Inflation rates collapsed as economic restrictions were put in place earlier this year to curb the spread of COVID-19, and price increases overall are expected to stay low through next year.
But consumer perceptions suggest a belief that prices are rising as Canadians buy more things that are rising in cost such as food, and less of goods whose prices have declined such as gasoline.
“If you think about the CPI as a concept, you’re taking a look at an index number that’s changing over time and it’s not as straightforward as saying the price of a dozen eggs is $4 to $5,” Mr. Peterson said in an interview.
“Where we need to move ahead is better communicating how this index is put together, perhaps bring this together with indicators of consumer spending and average prices.”
Work the agency did with the Bank of Canada previously noted that year-over-year inflation would have been zero in April and minus-0.1 per cent in May had the inflation index better taken into account pandemic-forced changes in people’s spending.

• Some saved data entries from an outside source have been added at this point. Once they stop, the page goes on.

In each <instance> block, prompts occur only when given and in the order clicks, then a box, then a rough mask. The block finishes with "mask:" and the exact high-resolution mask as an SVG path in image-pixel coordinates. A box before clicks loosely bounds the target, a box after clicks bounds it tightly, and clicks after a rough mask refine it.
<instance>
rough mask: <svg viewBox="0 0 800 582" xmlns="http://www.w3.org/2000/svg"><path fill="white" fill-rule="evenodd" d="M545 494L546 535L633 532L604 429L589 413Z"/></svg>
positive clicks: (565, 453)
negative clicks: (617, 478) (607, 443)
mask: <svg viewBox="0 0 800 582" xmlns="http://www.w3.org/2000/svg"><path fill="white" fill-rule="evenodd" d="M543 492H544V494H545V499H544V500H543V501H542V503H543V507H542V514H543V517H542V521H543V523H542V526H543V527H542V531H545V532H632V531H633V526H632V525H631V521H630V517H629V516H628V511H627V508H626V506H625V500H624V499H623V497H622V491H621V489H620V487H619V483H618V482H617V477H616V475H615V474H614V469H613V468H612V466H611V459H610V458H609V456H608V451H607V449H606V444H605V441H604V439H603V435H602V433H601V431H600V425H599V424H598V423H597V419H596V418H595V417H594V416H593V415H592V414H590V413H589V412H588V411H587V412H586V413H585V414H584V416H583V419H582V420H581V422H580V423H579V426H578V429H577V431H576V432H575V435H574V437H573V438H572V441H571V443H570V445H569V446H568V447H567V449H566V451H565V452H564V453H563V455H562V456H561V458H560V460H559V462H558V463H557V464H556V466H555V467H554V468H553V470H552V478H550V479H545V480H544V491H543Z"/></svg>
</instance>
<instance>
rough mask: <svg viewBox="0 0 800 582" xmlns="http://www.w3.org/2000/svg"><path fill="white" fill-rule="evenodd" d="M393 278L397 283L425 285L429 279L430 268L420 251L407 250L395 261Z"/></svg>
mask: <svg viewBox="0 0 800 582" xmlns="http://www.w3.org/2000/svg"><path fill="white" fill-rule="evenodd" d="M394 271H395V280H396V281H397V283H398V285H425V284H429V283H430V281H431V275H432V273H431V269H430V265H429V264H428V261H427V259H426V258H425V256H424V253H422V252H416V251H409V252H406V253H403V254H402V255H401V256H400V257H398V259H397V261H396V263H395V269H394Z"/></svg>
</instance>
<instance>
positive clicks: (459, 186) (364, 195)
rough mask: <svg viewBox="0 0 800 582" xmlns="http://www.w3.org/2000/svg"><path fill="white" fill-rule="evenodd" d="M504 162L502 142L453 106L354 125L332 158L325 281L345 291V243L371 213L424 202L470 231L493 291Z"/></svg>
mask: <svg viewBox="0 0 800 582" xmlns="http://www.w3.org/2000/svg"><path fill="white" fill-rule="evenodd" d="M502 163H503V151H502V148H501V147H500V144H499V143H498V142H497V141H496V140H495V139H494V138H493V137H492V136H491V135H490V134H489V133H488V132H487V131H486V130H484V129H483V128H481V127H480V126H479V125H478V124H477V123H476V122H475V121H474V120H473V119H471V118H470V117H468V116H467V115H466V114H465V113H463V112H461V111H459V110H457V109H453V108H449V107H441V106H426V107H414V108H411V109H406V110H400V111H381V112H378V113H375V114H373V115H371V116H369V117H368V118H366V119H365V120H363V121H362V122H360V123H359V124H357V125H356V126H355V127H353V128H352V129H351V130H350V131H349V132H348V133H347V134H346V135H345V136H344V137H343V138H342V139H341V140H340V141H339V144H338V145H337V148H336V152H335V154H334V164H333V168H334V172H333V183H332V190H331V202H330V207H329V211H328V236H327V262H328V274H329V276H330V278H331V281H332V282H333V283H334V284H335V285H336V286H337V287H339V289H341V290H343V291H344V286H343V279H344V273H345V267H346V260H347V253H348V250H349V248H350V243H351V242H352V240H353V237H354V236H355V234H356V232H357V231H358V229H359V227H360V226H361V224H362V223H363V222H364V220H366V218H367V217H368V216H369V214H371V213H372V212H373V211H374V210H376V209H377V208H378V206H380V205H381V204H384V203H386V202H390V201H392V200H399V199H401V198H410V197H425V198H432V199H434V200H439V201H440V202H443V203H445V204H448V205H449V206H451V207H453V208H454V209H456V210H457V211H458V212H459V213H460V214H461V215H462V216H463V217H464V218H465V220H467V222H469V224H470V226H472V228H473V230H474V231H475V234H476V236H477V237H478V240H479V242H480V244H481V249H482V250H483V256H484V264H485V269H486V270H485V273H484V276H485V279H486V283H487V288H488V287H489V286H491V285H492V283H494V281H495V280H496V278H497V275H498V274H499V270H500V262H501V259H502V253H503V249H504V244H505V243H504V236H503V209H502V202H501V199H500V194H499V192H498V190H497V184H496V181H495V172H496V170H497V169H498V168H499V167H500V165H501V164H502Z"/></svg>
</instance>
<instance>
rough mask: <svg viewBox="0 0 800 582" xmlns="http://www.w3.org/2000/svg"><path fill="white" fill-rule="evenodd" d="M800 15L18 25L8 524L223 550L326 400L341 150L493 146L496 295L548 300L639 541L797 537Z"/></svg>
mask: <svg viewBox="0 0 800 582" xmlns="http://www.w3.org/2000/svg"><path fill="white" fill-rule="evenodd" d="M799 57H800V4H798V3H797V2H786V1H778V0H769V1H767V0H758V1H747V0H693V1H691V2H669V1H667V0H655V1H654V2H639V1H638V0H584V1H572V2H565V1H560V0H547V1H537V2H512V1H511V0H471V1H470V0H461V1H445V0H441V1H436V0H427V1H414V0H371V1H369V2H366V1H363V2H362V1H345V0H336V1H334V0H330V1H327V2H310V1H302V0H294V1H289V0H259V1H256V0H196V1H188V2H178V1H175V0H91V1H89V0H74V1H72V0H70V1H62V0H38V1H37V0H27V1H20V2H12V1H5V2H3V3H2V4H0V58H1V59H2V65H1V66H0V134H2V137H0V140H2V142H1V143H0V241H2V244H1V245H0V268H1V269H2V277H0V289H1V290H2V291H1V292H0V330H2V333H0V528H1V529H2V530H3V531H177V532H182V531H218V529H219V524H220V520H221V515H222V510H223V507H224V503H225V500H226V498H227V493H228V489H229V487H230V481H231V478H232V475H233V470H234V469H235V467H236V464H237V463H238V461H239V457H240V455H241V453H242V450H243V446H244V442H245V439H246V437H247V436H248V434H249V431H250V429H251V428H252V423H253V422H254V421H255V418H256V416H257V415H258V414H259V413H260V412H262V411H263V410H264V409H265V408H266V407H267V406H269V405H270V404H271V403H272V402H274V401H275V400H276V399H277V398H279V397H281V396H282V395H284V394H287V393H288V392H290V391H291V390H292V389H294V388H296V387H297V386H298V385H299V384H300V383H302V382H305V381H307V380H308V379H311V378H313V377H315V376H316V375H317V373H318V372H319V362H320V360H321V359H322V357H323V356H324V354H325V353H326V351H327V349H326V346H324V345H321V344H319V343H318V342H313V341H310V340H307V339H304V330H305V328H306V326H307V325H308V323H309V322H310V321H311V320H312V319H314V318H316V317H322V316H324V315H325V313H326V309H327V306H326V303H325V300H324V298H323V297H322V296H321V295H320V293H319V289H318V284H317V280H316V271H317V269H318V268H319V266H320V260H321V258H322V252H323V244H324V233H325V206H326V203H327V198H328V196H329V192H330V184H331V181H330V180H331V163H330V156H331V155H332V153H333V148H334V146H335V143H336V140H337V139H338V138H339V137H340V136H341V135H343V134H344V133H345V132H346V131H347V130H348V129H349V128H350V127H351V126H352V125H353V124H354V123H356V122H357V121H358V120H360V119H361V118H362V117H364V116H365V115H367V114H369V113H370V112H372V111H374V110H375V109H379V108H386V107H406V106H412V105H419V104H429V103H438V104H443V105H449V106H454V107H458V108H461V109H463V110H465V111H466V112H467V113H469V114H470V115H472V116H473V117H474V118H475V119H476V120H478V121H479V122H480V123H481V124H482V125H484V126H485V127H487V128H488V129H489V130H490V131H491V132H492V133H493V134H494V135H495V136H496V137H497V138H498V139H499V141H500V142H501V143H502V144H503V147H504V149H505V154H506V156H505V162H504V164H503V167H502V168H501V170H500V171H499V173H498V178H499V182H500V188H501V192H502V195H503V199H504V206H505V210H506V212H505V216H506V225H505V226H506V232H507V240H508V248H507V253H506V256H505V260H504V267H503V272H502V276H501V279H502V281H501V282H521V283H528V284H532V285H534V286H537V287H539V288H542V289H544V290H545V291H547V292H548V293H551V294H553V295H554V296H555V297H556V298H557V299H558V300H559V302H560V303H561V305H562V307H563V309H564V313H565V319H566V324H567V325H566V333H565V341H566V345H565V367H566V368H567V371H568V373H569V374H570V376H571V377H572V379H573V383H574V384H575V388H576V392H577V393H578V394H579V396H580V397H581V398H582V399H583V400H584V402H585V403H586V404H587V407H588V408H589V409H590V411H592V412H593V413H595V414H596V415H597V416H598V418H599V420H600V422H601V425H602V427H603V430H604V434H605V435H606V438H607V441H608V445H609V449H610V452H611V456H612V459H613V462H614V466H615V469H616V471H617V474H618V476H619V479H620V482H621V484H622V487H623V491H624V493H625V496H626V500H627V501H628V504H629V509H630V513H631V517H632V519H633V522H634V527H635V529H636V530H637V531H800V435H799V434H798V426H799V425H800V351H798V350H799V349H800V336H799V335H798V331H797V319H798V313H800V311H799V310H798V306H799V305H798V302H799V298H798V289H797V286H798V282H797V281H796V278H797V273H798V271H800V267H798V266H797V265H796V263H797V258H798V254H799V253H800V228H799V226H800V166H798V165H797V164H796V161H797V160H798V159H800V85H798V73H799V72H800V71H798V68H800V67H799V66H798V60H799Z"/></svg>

The consumer price index instead recorded that annualized inflation was minus-0.2 per cent in April, then took a further drop of 0.4 per cent in May as lockdowns put a damper on consumer spending.
In other words, the official number didn’t quite reflect prices the way real people were experiencing them.
“Consumption patterns have changed over the course of the pandemic,” Mr. Peterson said. “The research we did illustrated that the impact overall on inflation is marginal, but it’s important to keep track of that.”
The story more recent data told is that household disposable income jumped during the second quarter by 10.8 per cent as federal aid more than made up for cuts in income. Employee compensation fell by 8.9 per cent – the steepest quarterly drop ever recorded.
Coupled with a drop in household spending of 13.1 per cent in the quarter – with stores closed, there were few places for people to shop – the savings rate skyrocketed to 28 per cent.
Prepandemic, the savings rate would have been closer to 2 per cent or 3 per cent, Mr. Peterson said.
He said the question the agency will look to answer starting late next week is where the money is going, and, by extension, how that could affect economic recovery.
“That block of cash, something is going to happen to that. It’s either going to be invested and go into savings, or it’s going to be spent,” Mr. Peterson said.